Fluorescence Lifetime Measurements

The fluorescence lifetime decay of the receptor L was studied in different solvents at λ_ex = 440 nm by TCSPC as per the data given in Fig. 5a and Table 4. The fluorescence decay data were fitted well with bi-exponentials. From Fig. 5b, it is observed that the plot of average lifetime (τ) vs. relative polarity for receptor L, the data can be conveniently divided into three categories. In the range of 0 to 0.2, the τ increases rapidly w.r.t. the polarity and then remains unaltered in the range 0.2 to 0.4, however, decreases rapidly beyond 0.4. Thus, in polar protic solvent and non-polar solvents, the τ values are low as compared to polar aprotic solvents. The variance in the lifetime values is attributable to a different mode of hydrogen bonding interaction of L in different solvents in excited state. Specific interactions that are prevalent in protic solvents induce effective vibronic coupling with the excited state of L and thereby reducing the fluorescence quantum yield. Thus for the derivatives of calix[4]arene, there are large degrees of conformational flexibility, both in ground and excited state, to give a distribution of different structures with varying fluorescence decay times.

Fig. 5.

(a) Fluorescence decay curves of compound in some selected solvents, (b) relative polarity versus average lifetime.

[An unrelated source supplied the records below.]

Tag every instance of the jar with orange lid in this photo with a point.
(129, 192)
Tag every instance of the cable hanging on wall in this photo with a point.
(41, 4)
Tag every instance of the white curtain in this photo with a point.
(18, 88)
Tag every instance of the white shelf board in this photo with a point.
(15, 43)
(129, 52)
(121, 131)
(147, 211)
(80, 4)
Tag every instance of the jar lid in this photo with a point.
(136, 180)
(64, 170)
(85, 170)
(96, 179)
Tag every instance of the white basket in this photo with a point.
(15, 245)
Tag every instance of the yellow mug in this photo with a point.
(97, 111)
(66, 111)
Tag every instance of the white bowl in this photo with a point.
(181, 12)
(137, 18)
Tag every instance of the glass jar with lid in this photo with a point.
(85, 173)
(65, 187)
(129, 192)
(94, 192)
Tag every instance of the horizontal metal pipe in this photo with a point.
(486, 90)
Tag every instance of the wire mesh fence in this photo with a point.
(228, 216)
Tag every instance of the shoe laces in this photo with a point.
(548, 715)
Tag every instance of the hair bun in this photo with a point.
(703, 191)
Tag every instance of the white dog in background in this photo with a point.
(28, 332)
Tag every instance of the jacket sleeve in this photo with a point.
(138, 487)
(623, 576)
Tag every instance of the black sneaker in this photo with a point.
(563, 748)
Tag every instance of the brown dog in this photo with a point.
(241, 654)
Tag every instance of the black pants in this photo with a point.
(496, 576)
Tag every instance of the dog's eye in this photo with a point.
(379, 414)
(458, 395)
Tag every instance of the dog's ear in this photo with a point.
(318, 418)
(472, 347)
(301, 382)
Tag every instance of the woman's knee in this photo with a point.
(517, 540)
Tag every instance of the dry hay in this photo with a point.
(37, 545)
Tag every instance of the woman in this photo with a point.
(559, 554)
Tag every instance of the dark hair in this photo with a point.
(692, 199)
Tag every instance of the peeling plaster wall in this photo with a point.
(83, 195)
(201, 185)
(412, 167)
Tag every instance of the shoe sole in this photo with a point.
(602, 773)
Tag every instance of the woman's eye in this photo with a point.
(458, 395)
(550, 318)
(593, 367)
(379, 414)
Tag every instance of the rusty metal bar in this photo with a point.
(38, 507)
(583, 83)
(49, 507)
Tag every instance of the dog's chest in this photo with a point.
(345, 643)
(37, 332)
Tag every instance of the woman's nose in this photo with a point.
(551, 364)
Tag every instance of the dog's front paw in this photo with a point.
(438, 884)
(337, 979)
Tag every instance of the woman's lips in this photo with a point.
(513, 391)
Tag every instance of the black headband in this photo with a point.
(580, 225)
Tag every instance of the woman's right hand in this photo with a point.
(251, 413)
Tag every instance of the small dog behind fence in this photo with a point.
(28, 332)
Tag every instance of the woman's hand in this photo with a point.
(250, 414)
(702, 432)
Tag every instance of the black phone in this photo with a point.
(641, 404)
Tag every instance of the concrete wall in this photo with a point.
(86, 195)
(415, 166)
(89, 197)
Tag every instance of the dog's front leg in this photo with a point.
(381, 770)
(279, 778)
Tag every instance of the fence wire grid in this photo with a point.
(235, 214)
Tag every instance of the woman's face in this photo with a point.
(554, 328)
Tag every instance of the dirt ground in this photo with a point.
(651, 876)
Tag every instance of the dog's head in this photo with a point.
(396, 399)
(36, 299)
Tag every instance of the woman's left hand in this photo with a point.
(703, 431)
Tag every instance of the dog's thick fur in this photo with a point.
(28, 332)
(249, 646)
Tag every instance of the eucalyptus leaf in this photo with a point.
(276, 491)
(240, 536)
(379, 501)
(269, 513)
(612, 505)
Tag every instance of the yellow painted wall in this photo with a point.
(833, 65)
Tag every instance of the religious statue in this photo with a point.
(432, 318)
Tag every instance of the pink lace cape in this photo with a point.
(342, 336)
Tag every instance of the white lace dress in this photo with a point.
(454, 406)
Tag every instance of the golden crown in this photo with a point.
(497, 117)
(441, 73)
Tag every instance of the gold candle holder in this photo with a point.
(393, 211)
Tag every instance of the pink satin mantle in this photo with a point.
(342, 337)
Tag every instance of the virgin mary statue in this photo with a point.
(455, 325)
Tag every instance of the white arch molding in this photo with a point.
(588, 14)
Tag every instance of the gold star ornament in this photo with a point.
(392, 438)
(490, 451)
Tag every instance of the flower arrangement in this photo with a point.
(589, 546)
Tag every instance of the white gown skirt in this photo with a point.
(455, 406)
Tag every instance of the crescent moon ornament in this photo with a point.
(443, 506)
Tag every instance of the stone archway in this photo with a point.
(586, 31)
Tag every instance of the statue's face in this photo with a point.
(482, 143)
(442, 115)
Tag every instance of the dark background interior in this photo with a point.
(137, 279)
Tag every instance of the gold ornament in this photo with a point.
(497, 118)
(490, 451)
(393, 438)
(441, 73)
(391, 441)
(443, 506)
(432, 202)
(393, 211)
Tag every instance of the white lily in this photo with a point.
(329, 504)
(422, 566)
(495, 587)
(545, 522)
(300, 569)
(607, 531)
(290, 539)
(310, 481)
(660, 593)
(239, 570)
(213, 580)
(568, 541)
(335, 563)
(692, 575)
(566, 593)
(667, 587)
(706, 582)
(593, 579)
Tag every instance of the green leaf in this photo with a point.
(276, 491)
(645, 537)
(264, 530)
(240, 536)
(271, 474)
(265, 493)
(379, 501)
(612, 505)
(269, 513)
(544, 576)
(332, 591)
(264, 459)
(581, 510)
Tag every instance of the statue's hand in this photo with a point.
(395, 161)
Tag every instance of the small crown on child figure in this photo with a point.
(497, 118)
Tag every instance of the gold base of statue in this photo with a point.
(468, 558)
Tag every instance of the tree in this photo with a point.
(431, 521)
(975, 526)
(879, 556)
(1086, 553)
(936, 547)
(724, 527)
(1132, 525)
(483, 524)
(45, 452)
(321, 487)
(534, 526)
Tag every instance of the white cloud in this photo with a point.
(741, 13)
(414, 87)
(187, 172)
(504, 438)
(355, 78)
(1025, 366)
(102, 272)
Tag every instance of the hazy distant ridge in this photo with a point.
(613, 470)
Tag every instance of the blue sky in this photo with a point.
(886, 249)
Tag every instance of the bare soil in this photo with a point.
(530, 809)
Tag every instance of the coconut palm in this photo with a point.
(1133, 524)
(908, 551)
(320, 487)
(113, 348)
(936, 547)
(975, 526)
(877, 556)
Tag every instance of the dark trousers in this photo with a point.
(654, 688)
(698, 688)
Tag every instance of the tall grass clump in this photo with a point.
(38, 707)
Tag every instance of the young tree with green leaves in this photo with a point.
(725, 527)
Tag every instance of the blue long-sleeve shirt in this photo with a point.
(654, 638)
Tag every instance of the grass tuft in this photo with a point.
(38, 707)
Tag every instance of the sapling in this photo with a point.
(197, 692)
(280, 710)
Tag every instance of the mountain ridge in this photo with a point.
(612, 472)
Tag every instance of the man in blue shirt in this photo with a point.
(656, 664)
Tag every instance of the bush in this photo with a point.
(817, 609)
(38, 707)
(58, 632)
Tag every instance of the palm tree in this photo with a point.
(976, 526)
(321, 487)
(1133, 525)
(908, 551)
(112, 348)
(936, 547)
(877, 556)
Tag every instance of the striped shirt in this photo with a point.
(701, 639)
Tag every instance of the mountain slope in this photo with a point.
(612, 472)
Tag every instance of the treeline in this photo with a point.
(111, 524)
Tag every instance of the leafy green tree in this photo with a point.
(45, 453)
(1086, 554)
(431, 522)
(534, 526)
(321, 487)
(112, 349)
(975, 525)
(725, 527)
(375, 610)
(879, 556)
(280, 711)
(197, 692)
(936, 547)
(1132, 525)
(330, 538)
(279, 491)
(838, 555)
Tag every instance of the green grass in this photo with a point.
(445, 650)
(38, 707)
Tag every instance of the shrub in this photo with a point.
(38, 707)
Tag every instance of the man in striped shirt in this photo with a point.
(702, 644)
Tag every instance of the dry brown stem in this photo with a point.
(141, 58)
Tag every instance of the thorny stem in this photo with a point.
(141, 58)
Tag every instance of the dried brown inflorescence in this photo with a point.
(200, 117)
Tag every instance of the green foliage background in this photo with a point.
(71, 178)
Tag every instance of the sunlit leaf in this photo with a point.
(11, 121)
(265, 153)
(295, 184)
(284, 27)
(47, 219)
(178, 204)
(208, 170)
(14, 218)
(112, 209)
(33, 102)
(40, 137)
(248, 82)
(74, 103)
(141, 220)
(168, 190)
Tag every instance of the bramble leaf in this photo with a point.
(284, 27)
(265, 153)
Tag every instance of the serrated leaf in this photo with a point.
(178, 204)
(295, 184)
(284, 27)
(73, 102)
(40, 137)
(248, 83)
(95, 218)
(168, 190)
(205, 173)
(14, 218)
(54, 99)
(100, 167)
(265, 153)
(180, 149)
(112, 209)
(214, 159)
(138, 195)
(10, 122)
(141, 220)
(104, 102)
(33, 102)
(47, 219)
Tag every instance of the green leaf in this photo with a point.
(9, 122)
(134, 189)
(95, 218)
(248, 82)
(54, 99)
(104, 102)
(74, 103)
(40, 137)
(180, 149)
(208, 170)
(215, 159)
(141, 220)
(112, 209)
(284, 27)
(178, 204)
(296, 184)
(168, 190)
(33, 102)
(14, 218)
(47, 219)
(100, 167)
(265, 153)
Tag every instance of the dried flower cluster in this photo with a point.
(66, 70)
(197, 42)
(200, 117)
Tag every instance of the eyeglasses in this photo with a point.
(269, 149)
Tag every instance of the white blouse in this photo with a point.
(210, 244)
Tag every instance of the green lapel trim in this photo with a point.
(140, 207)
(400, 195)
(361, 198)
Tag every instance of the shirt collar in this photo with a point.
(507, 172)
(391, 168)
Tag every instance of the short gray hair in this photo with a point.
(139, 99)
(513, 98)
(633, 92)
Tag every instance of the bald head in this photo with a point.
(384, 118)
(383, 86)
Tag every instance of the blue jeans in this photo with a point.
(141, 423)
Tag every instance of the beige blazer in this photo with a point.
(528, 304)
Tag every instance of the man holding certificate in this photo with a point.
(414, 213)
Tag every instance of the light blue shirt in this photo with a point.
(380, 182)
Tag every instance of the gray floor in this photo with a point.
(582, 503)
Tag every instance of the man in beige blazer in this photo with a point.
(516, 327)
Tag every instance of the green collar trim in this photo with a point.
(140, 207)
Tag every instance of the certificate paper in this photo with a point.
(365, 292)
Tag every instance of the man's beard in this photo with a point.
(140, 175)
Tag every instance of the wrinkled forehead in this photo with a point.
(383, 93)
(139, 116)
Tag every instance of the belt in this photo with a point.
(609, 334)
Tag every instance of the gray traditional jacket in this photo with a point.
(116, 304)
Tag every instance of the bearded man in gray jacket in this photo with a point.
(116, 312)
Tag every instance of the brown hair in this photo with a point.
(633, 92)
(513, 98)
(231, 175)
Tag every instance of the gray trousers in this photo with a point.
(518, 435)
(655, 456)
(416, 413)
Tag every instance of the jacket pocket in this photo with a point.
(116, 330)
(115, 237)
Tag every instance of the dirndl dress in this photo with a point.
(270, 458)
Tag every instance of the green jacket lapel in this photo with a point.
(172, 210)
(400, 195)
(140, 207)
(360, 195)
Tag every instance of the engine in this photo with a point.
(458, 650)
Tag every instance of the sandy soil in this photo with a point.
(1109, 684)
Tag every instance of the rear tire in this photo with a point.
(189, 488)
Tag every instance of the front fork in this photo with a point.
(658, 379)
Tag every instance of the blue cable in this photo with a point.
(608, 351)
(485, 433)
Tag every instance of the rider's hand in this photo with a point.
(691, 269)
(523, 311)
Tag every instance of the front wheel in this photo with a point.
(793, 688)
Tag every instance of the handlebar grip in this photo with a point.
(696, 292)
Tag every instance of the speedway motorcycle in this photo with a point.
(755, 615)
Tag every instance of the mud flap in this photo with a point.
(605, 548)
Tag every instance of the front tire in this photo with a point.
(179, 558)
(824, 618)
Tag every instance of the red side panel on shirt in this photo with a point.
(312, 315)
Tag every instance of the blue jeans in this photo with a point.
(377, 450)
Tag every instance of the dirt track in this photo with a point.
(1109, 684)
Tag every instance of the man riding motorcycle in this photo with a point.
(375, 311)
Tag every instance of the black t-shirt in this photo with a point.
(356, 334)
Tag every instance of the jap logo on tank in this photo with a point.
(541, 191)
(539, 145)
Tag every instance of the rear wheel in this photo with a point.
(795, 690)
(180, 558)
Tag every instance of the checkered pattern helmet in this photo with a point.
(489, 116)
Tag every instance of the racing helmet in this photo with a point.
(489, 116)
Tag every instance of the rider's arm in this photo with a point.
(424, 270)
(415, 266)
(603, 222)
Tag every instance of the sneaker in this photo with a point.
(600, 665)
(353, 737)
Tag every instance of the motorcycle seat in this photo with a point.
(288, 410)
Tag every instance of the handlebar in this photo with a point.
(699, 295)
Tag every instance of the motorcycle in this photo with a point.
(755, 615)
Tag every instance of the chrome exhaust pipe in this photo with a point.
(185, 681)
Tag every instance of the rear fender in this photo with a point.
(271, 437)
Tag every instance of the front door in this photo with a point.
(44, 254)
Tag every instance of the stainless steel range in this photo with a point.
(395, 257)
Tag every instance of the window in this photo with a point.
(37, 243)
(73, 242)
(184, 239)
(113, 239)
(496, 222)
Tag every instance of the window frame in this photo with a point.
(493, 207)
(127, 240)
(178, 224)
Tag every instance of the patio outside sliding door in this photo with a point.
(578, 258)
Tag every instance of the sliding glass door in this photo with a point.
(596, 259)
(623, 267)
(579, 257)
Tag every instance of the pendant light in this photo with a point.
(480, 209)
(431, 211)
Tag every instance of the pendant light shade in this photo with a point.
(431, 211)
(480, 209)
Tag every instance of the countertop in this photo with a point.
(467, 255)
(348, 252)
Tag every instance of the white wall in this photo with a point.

Table 4. Fluorescence lifetimes of L in different solvents

CONCLUSIONS

Solvatochromic studies of a supramolecular and amphiphile, viz., benzofurazan appended calix[4]arene conjugate L has been carried out in 12 different solvents with varying polarity. The absorption and the emission spectral traces suggested the positive solvatochromism behaviour of L on going from nonpolar to polar solvents, i.e., ~10 and ~40 nm red shift in absorption and emission spectra, respectively. The ground state dipole moment value, μ_g estimated for L is 2.1 D and the excited state dipole moment is 8.0 D obtained from the solvatochromic shift method. The four fold increase in the dipole moment in the excited state of L is due to greater polar nature of the excited state. In the excited state it is likely that the charge separation increases, resulting in a large dipole moment than in the ground state. Aggregational behaviour of the L in presence of solvents of varying polarity revealed that aggregation or the receptor molecules is increased on going from the polar to non polar solvents.